Model selection has the biggest impact on speed, memory usage, and output quality.
LlamaBridge models#
For text generation and embeddings, Llamatik works with GGUF models.
Text generation#
Choose an instruction-tuned GGUF model when building chat, assistants, extraction, or summarization features.
Embeddings#
Use a model specifically intended for embeddings when calling initEmbedModel(...) and embed(...).
Do not assume your generation model is a good embedding model.
Quantization#
GGUF models are often distributed in multiple quantizations. The tradeoff is straightforward:
- smaller quantizations: lower memory use, faster inference, lower quality
- larger quantizations: higher memory use, slower inference, often better quality
A good development strategy is:
- start with a small quantized model to validate your integration
- move to a larger target model once everything is working
Stable Diffusion models#
For StableDiffusionBridge, use a model compatible with the native backend used by the library.

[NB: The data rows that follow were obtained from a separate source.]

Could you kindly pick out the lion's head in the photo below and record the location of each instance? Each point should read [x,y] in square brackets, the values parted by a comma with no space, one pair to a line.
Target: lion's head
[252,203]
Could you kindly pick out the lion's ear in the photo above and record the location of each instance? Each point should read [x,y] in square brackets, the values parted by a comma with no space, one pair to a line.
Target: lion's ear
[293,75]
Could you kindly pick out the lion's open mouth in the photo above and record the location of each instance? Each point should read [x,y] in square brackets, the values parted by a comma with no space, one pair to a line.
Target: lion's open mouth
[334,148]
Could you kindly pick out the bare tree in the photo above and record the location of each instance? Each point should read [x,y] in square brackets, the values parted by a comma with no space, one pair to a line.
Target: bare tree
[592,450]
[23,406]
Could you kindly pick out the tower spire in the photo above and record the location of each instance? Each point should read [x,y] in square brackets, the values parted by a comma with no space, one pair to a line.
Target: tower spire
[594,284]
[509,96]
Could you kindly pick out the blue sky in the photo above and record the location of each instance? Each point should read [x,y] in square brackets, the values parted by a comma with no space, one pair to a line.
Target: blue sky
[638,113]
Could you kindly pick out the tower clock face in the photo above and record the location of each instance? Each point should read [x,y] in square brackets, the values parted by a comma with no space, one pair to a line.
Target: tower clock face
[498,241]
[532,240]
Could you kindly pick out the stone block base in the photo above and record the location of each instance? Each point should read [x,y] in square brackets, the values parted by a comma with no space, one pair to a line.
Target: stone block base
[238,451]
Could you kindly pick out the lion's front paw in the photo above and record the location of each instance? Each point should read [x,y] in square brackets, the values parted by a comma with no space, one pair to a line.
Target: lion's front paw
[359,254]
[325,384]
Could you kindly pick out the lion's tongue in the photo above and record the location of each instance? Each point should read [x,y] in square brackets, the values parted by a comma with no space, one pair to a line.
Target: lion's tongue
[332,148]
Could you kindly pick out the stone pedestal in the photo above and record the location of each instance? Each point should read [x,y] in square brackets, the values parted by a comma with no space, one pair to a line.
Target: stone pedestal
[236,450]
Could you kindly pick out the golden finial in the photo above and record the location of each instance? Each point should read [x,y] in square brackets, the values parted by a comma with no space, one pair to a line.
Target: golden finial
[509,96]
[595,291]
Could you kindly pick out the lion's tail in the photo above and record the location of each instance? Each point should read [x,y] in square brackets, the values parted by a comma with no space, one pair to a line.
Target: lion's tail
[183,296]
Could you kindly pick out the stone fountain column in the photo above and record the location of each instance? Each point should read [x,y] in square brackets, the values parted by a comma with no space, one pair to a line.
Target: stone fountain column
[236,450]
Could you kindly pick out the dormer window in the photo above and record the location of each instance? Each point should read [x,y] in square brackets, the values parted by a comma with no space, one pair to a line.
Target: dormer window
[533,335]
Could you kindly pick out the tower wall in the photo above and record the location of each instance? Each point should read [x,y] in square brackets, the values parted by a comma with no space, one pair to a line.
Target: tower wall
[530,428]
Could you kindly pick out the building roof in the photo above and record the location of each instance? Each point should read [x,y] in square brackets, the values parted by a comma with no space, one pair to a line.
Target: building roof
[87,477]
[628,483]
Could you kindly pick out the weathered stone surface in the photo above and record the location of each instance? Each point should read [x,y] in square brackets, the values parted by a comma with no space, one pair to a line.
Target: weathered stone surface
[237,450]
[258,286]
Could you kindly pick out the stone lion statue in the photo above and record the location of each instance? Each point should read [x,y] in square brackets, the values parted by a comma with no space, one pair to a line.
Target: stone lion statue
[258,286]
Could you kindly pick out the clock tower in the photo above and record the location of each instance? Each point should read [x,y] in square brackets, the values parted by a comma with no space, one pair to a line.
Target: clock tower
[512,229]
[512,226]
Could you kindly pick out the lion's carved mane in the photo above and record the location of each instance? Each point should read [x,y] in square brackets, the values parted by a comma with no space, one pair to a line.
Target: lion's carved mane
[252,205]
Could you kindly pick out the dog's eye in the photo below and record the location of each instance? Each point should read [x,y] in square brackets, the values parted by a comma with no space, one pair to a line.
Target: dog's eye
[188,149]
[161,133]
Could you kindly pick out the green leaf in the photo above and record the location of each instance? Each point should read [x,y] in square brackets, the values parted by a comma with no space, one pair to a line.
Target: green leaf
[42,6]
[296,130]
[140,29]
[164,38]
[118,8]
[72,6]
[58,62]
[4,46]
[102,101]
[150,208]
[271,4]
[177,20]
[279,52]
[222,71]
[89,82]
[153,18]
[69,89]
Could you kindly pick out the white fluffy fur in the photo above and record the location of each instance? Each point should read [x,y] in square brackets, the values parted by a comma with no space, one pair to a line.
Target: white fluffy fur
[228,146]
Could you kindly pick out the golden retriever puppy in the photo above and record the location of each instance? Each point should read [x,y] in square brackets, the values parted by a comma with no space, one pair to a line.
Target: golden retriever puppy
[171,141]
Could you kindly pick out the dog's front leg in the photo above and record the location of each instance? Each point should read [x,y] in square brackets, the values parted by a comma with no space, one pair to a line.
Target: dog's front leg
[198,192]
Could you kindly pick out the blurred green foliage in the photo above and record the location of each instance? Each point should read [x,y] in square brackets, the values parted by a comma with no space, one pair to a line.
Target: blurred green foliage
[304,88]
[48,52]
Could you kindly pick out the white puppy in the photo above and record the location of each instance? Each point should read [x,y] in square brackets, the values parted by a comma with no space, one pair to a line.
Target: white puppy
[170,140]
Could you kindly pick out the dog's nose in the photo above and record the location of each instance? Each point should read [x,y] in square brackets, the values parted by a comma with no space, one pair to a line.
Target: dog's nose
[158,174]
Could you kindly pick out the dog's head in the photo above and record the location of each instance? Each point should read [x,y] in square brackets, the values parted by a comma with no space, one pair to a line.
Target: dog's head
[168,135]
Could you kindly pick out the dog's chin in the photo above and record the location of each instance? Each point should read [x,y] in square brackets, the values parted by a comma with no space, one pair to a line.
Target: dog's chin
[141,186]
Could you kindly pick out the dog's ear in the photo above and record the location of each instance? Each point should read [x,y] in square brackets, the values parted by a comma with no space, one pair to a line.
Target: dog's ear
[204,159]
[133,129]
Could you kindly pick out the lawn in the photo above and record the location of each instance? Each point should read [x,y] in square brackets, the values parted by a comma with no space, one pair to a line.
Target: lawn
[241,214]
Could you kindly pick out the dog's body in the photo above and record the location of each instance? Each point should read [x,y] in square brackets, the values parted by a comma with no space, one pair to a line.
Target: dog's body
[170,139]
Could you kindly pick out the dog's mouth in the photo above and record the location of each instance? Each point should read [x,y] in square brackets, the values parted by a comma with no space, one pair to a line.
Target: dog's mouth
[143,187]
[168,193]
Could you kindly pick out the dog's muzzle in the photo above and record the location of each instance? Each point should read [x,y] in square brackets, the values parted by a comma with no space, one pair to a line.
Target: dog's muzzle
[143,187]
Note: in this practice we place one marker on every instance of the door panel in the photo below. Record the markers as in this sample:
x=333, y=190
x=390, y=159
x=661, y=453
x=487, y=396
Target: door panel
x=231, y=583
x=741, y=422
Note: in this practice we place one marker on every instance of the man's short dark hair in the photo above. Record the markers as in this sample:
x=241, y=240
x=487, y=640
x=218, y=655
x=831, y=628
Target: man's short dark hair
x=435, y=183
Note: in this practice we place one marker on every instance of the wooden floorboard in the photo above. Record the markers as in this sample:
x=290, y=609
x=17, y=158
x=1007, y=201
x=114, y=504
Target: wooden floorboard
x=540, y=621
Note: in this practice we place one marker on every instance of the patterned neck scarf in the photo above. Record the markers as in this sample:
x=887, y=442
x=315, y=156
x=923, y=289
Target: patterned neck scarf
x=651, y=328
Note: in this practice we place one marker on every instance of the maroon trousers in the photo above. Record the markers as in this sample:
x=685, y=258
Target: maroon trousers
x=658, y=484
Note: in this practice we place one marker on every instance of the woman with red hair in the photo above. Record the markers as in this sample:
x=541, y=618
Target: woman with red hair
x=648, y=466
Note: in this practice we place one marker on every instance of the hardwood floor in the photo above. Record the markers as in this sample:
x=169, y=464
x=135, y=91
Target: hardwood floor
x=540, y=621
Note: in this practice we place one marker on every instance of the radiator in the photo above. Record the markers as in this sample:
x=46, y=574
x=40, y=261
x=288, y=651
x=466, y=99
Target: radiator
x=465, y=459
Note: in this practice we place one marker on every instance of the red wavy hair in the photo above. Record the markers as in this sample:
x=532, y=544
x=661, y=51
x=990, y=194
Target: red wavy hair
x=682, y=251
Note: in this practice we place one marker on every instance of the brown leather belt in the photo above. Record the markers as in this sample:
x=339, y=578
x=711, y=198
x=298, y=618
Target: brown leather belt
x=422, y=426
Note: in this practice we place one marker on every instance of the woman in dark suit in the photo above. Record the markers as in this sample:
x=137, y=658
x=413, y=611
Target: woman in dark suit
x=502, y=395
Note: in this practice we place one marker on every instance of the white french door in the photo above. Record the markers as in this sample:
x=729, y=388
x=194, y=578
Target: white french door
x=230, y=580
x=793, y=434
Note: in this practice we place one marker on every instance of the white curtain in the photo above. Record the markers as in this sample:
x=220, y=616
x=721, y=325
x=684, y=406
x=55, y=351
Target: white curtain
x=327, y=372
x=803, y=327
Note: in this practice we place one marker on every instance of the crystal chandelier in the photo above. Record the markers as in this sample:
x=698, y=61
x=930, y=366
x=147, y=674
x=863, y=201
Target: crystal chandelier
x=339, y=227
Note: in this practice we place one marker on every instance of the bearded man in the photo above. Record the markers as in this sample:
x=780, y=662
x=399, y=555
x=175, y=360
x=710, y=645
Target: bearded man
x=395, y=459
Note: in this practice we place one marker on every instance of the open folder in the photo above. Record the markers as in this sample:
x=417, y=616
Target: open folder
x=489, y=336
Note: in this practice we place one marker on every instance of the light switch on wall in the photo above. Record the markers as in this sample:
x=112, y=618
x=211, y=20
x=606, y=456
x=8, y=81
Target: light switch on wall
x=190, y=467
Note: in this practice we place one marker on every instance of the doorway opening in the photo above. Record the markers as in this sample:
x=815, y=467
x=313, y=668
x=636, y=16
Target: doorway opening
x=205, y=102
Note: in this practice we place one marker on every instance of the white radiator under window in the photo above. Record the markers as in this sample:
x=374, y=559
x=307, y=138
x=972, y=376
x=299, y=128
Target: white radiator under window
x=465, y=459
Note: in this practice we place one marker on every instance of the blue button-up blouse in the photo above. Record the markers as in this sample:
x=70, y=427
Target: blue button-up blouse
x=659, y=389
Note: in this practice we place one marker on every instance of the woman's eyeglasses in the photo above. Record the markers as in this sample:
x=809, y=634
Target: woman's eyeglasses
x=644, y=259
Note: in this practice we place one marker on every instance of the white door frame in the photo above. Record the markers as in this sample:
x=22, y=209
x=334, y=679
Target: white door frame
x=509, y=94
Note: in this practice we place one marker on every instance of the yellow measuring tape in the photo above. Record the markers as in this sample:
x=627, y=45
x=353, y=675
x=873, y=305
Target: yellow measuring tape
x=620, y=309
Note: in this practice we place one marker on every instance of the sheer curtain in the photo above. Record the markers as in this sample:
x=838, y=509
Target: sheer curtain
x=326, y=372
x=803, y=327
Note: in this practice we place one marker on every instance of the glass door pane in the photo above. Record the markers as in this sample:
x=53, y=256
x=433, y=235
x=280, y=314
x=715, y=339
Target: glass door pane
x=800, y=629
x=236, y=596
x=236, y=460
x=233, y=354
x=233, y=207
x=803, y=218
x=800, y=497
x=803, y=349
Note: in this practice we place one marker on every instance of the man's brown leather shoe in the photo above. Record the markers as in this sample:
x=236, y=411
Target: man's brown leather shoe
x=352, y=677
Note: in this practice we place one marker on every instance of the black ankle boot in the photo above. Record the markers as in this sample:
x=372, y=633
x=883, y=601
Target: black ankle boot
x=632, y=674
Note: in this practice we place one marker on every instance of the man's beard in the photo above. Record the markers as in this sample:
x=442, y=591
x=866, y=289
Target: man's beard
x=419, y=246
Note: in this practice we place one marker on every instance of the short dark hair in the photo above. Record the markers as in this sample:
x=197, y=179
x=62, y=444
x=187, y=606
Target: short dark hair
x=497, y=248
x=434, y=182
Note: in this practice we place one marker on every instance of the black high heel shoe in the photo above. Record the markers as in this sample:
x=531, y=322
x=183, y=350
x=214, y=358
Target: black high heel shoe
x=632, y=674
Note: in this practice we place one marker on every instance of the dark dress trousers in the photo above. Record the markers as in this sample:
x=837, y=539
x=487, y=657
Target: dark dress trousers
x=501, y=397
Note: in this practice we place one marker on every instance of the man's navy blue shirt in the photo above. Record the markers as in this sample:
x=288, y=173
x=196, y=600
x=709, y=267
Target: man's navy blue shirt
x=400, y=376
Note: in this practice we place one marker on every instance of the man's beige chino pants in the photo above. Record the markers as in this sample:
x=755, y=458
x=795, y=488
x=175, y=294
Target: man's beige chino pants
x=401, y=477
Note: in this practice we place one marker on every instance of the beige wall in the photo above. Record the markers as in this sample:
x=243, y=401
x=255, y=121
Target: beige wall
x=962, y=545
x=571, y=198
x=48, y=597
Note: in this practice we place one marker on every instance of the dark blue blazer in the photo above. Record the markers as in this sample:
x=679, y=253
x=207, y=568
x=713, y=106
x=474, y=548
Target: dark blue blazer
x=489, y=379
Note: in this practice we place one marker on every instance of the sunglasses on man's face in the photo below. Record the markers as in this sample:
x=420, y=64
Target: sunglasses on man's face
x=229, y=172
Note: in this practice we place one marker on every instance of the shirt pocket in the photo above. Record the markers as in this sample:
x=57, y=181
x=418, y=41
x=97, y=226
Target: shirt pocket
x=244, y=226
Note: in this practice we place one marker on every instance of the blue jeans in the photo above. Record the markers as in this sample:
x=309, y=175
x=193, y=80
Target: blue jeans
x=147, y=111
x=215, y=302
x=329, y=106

Since image generation is heavier than text generation, start with conservative image sizes and settings while validating performance.
Whisper models#
For WhisperBridge, choose a model size that matches your latency and accuracy goals.
Smaller models are faster and lighter; larger models are usually more accurate.
Shipping strategy#
Models can be large, so most apps choose one of these approaches:
- bundle a small default model
- download models after installation
- let advanced users choose which models to download
Practical advice#
- Keep one model per task at first: one text model, one embedding model, one Whisper model, one image model.
- Reuse initialized models rather than loading them repeatedly.
- Test on real target hardware, especially for mobile image generation.